Publishing the results
Azure Databricks can output the query result to many services. The question should be rather how the visual dashboard will be created and how it can consume the data. One of the possibilities is to use Power BI to create a dashboard and use Power BI Services to publish it on a public page. While Power BI is a really powerful tool, at the beginning you may be struggling to display the right data. Thing are getting even more complicated when you want to create an interactive dashboard. In my example I wanted to create three versions of each report: weekly, monthly and yearly, then add a simple drop down to select the time frame. While it’s relatively easy to update one chart based on the value from drop down, I couldn’t manage to update multiple ones across the whole dashboard. That pushed me to think about different solution.
Having a bit of experience with front-end frameworks I knew there are multiple so-called admin dashboard projects. They are based on some popular framework and offer out-of-the-box visual controls with styling for a fast dashboard development. One of them is Vue Element Admin based on Vue.js. This website can be hosted directly on the Azure Storage account using Static Website feature. If the Databricks can output the query results to the Blob storage as JSON files, then the dashboard can easily pick them and feed the visual controls. The whole front-end part will be just a bunch of static files hosted on the Blob Storage, so the cost of service this dashboard to even large group of users is absolutely minimal. That seems like a good plan, so let’s add the last component to our chart.
Let the money talk
The total cost of running the project is 85.10 CHF. It took over one week to download the historical posts from the last 10 years. After downloading the huge historical data set the project is just getting the new posts, so the service usage and maintenance cost is much, much lower. But let’s dig into the period of backfilling the data.
Data Lake storage was supposed to be extremely cheap, but it actually generated the highest cost among all services. The total amount of downloaded data is 31.8 GB, which is the result of fetching 14 302 462 web pages.
As you can see the cost of data in rest very low, so where did the money escape? The answer is right around the corner.
14,6 milion write requests seems like a valid number, because every downloaded post was immediately saved to Data Lake. The cost of 10 000 write transactions is only 0.05 CHF, but can it be lowered? A single transaction in Data Lake can take up 4 MB, so batching the data before saving would definitely save some money here. Something to note for the future.
The virtual machine and storage cost from the chart belongs to Databricks. The cluster was running once per week for about six hours. The query performance was quite decent on a yearly data set, but very sluggish on calculating statistics for the whole 10 years data set.
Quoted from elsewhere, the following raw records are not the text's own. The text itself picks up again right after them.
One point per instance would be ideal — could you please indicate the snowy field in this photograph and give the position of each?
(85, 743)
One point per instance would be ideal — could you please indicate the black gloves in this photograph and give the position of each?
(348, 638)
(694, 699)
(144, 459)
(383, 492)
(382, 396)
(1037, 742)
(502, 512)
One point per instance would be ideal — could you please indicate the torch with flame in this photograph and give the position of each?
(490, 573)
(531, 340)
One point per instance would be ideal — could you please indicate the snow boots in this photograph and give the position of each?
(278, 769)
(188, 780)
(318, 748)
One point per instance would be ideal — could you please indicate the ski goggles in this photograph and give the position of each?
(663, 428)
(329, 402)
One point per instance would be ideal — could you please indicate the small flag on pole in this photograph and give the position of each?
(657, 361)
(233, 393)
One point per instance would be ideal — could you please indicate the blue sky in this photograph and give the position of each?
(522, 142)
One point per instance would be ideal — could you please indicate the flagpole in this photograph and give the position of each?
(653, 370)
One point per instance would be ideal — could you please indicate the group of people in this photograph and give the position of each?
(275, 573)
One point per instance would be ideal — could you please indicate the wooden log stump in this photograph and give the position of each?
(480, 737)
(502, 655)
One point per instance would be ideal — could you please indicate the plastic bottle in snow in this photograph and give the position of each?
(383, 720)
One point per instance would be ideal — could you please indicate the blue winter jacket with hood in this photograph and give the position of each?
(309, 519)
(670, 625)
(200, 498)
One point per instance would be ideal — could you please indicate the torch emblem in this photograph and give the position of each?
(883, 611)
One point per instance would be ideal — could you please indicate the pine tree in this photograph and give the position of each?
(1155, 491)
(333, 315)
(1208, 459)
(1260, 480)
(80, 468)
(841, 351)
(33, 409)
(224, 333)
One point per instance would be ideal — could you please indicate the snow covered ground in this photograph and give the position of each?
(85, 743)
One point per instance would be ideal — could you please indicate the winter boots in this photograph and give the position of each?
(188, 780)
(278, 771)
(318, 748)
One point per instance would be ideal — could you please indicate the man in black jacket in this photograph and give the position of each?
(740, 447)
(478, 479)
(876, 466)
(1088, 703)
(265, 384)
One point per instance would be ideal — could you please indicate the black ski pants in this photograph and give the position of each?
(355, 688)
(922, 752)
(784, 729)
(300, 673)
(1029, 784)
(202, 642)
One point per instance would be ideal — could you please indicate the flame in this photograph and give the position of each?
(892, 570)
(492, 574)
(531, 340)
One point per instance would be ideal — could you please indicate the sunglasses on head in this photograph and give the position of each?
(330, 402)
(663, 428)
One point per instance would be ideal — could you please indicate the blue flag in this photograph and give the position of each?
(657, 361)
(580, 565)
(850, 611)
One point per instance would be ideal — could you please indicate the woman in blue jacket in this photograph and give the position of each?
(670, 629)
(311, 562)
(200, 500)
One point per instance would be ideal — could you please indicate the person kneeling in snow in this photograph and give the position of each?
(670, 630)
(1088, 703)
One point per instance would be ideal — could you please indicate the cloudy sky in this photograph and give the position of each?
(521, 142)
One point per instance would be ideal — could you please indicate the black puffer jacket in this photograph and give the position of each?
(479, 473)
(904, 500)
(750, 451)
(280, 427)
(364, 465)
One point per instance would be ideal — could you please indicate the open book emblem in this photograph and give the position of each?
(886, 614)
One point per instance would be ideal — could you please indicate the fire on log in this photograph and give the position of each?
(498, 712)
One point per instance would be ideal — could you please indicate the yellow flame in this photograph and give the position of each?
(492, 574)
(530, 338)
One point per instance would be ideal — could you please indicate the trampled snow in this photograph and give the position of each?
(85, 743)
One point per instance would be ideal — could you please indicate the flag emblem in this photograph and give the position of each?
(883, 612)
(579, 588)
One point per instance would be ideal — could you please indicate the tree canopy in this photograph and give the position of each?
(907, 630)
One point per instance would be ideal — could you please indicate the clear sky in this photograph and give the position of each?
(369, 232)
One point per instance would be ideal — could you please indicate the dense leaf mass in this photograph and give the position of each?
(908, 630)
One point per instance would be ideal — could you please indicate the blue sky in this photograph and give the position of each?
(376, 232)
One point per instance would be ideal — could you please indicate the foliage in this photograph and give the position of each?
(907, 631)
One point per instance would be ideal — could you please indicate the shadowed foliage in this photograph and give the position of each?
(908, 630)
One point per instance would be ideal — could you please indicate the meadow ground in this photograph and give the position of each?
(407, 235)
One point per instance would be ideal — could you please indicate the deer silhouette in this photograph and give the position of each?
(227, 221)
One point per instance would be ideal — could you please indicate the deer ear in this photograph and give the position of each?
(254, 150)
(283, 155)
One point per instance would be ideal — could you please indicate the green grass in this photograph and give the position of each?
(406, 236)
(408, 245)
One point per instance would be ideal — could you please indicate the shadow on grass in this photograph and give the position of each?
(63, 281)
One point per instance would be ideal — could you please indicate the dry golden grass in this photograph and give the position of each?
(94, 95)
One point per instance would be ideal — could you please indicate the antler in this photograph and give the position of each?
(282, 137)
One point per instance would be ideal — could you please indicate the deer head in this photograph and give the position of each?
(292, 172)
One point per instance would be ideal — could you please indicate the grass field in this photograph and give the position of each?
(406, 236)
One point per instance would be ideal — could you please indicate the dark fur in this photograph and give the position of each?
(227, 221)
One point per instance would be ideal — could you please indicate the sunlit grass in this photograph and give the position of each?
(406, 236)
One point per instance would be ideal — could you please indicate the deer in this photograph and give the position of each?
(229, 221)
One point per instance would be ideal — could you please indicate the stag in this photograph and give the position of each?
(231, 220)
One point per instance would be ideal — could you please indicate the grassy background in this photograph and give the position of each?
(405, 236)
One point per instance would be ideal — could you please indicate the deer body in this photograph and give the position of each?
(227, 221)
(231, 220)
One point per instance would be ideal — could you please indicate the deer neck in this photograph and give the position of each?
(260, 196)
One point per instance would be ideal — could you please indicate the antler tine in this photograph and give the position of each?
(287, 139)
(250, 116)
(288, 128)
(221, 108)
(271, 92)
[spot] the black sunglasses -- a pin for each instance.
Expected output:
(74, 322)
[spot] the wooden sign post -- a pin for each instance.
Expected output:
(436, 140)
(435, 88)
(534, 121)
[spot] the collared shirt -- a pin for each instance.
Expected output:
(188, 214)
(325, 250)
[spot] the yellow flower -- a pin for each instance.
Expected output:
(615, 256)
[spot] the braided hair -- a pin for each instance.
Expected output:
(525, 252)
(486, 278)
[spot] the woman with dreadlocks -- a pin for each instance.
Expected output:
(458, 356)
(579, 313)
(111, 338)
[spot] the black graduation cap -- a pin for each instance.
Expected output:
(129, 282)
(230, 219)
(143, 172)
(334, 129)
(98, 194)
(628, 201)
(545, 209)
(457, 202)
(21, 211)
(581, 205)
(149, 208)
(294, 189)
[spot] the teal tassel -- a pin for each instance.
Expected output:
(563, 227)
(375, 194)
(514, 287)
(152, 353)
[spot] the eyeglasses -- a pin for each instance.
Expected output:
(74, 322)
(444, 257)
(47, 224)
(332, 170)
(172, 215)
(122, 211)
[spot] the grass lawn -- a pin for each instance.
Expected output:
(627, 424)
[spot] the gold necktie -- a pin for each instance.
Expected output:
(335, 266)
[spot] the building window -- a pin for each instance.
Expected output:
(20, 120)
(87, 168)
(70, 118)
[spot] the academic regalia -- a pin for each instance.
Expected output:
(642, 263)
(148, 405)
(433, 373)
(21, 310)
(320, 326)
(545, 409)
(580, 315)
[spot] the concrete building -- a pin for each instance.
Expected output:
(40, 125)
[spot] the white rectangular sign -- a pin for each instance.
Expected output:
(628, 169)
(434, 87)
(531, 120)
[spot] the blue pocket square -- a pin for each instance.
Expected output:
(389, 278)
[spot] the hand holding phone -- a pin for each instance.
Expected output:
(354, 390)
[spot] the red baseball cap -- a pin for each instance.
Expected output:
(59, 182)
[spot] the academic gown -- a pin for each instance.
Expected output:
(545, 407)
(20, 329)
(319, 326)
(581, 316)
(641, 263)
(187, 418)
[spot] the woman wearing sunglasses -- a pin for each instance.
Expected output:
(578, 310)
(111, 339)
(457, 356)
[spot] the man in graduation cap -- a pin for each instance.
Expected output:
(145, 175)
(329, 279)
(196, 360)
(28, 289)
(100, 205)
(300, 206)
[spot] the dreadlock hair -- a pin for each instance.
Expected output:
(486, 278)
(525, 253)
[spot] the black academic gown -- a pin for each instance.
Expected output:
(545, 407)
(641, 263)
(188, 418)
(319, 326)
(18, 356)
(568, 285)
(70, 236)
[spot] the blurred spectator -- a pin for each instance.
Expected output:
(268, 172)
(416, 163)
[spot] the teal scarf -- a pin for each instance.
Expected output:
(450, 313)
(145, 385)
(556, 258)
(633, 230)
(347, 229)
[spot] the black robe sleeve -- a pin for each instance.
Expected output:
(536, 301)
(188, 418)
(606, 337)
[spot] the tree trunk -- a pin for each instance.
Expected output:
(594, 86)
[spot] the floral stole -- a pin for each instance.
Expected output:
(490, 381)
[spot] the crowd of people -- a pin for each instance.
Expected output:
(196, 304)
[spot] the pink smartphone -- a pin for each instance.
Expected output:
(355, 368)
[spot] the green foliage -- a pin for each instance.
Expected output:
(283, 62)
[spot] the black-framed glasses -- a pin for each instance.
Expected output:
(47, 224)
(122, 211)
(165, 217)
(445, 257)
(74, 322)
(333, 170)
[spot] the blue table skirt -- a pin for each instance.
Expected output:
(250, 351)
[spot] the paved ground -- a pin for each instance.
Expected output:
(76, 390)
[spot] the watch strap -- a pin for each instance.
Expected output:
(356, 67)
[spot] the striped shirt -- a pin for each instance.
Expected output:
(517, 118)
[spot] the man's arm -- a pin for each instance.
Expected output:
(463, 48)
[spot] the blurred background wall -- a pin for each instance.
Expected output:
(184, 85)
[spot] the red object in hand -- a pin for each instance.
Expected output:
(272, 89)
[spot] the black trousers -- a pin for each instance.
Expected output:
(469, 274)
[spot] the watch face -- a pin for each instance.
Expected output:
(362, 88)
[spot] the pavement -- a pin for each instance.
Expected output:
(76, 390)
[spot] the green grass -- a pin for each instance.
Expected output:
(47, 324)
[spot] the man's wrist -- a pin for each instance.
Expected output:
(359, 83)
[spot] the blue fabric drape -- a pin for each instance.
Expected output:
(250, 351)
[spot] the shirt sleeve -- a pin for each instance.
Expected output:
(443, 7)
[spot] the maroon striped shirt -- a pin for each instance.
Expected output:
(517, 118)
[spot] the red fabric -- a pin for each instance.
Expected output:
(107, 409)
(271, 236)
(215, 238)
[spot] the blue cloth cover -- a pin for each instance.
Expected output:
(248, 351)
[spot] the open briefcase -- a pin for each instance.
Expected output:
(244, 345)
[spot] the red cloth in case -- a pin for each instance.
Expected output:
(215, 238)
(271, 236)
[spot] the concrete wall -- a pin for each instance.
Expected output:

Could be improved, but requires much more time investment to analyze query performance and optimize execution plan. The total cost of Databricks was around 36 CHF.
Was it also worth to mention is that Azure Functions consumed only 2.30 CHF! That’s a pretty amazing result considering the fact that the functions were executed over 14 milion times.
Running this experiment for less than 100 CHF exceed my expectations, because I had reserved 150 CHF in my Azure account. Things like batching writes to storage or improving query performance could lower the total cost to nearly 50 CHF, but it’s still a satisfying result. Azure Databricks appeared as a powerful tool for data analysis with multiple supported languages and many available integration options. Currently, the monthly cost of running the project is below 10 CHF. On the other side, the project only updates the reports on a weekly basis. Is it possible to create a real-time analytics for a similar scale and reasonable cost? Sounds like a good idea for the next experiment.